RETRATO FALADO DE IAPERI ARAUJO
*FRANKLIN JORGE
Medico obstetra e professor aposentado da UFRN, membro da
Academia Norte-rio-grandense de Letras e do Conselho de Cultura, Iaperi é
artistas plástico e escritor de grande talento, tendo criado uma linguagem
estética própria sintetizada de seu grande conhecimento da Cultura Popular. E
colaborador de Navegos e dos projetos de seu Fundador, todos voltados para a
valorização da Cultura Potiguar.
leitor@navegos.com.br
Quando nasceu?
Nasci em 21 de
julho de 1946.
Onde?
Em São Vicente,
então município de Florânia, vez que somente em 1953 foi elevado a município.
Como se cham seus
pais?
Joaquim Araújo
Filho e Milka Soares de Araújo
O que herdou de seu
pai?
Herdei do meu pai o
amor à cultura popular, aos saberes e fazeres do povo. Eu era muito curioso e
conversava com ele toda a tarde na área de nossa casa da rua Açu, perguntando
sobre coisas do sertão, as formas de plantio, os sinais dos tempos, a cultura
do povo.

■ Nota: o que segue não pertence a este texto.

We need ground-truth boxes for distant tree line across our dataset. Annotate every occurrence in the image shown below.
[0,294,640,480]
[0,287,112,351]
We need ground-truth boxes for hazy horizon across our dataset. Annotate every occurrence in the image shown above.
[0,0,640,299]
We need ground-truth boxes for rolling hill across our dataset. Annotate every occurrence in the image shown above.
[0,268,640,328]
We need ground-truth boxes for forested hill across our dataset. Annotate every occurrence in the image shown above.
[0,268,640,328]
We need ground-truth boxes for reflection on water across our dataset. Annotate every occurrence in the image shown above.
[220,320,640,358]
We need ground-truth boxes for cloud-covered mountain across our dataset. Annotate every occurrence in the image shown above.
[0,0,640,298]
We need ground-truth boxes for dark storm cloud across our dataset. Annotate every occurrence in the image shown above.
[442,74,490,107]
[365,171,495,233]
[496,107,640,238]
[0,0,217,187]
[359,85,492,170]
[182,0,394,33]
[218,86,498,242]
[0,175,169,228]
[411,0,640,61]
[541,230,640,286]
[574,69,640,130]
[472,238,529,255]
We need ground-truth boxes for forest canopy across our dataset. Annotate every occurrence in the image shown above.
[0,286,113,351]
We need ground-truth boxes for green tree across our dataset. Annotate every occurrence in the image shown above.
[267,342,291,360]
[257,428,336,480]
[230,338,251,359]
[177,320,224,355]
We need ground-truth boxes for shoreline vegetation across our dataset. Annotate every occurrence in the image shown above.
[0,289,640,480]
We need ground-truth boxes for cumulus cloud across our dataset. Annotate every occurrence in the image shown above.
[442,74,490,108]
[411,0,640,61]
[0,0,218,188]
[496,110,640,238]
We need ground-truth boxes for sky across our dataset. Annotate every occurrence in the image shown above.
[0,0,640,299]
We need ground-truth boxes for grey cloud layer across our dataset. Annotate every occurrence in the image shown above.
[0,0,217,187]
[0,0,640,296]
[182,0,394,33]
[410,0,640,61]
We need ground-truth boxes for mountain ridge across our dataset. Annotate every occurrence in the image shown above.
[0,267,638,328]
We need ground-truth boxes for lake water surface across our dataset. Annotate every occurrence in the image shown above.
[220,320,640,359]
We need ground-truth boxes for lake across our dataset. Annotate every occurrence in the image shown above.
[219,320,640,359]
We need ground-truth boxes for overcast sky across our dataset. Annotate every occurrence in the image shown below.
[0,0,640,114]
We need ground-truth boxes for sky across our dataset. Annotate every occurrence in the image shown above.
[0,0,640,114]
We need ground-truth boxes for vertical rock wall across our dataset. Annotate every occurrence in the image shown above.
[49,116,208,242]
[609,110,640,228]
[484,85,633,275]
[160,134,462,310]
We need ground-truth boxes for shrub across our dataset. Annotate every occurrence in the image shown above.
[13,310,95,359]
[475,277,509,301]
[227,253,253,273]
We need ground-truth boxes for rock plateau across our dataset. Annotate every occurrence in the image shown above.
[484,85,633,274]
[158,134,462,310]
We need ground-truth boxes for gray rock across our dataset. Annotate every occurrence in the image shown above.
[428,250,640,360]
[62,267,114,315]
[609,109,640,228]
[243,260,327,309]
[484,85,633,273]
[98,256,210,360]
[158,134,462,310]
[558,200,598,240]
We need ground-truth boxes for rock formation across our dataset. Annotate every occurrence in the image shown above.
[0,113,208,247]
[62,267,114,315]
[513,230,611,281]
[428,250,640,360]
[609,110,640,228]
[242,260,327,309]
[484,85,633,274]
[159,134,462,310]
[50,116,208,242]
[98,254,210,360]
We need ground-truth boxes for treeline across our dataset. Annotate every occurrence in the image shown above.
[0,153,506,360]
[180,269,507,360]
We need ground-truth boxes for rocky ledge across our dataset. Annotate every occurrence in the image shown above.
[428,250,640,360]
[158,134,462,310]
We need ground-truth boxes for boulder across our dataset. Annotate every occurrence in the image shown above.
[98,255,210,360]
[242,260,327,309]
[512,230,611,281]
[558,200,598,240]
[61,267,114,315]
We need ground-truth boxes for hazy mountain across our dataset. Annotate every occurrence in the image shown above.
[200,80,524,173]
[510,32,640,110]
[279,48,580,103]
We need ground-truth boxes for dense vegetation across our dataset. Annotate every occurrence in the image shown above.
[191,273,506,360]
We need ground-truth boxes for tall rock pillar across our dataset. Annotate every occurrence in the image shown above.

Ele sempre nos ensinou que por mais humildes que fossem os brincantes
a gente deveria sempre respeitá-los. Por isso quando cantadores de feira,
palhaços de circos, trapezistas e bailarinas, ceguinhos que entoavam canções
nas feiras, ciganos com seus rituais se apresentavam em SV, a gente era
elogiado pois os respeitava, quando a meninada do lugar levava na troça. Meu
pai me ensinou principalmente o valor do trabalho e a honestidade na vida.
E de sua mãe?
Minha mãe, apesar
de ter nascido e vivido até os 20 anos em Natal, conhecia tudo da vida
seridoense. a medicina rústica, os hábitos tradicionais, as comidas seridoenses
que ela sabia fazer com esmero e perfeição. E sempre curioso ficava junto e
perguntando até ela perder a paciência e expulsar a gente da cozinha. Era uma
disciplinadora. Cuidar de 12 filhos, educando-os (ela era professora),
inclusive a chamada educação doméstica (banho, cuidado com os cabelos, lavar as
mãos para refeições, esperar meu pai servir-se primeiro, andar calçado),as
lições da escola e o direito a escolher que profissão queria ter. Nunca influenciou
nossa vocação, nem muito menos criou obstáculo para ser o que quiséssemos ser.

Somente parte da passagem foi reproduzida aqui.